It's February!

Feb 08, 2009

So it's now Feb. I cannot believe I am almost 2 mos. out!! Yep, 2mos.  I've lost a total of 15 lbs. thus far...not too bad I guess.  Sometimes I feel like it should be more, but I cannot complain, I could be gaining right!?  I begin my day always with a cup of coffee (my Doc. allows coffee, in moderation of course) and then head onto something for breakfast...today was boiled eggs, although I ate 2.  Now I am counting the minutes until I can drink again...that is a difficult part for me, the wait until I can have something to drink...Drinking and not eating, that combo has proven a tad difficult, I find if I don't have anything liquidy near me, I won't drink, but if it's there, I am quite tempted and have done on occassion.  I am still struggling to get in all of my protein, I'm planning on going shopping to see if I can find some quick protein ideas for those days I am at the pool, since I don't eat dinner usually on those nights. 
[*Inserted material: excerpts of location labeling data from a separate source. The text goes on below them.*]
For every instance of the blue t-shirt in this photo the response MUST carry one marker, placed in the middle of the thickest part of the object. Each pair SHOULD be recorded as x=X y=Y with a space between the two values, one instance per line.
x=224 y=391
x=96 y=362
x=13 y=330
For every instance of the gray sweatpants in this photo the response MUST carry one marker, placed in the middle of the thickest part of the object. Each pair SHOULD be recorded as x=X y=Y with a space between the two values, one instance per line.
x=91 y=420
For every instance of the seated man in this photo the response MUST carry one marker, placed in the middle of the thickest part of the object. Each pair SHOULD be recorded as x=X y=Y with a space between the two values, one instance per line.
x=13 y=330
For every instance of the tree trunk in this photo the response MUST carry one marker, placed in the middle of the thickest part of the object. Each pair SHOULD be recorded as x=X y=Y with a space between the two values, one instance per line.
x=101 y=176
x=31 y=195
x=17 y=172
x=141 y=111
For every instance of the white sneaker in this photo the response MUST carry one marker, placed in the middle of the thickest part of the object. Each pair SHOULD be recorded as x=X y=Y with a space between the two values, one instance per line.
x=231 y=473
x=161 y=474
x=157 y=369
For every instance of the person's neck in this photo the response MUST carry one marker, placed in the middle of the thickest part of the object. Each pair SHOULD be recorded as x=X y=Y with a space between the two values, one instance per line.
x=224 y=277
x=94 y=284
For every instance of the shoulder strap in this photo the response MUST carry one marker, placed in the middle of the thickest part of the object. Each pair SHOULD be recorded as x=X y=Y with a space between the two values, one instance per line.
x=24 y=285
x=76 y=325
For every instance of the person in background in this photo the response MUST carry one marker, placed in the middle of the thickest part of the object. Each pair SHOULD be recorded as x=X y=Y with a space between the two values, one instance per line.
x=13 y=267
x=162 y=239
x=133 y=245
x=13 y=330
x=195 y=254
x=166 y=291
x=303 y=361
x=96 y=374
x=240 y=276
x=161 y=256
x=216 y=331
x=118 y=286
I seriously wen't off the BANDwagon so to speak this last wk.  Some reason when it is TOM I really have almost uncontrollable sweet cravings, not to mention moodiness and such.  I did buy some sugar free reeses and tried to just eat maybe one a day, and it somewhat worked, I mean, I am def. eating less and different than I did prior to surgery.  My son had a b-day and I did end up giving in and having some banana cake, a small slice.  But I didn't really eat dinner that night, so it wasn' t too bad, except the feeling you get when you KNOW you did something you shouldn't of.  I've had two fills already and I think I'm good where I am at.  If I can just find a way to get in all that protein that I need anyway.  Also I am SO looking forward to the warmer mos. I've been COLD and I've been wanting warm liquids, which makes it a little harder to get in all my water/liquid requirements.  I guess when I look at it all, I'm doing ok.  Last night I thought I may never get to my goal, may never get any lower, but what kind of thinking is that, I need to remain positive.  I need to keep my chin up and that is what I want to do...
It is definately a process a long process at times.  But I must remain optimistic!  Take care.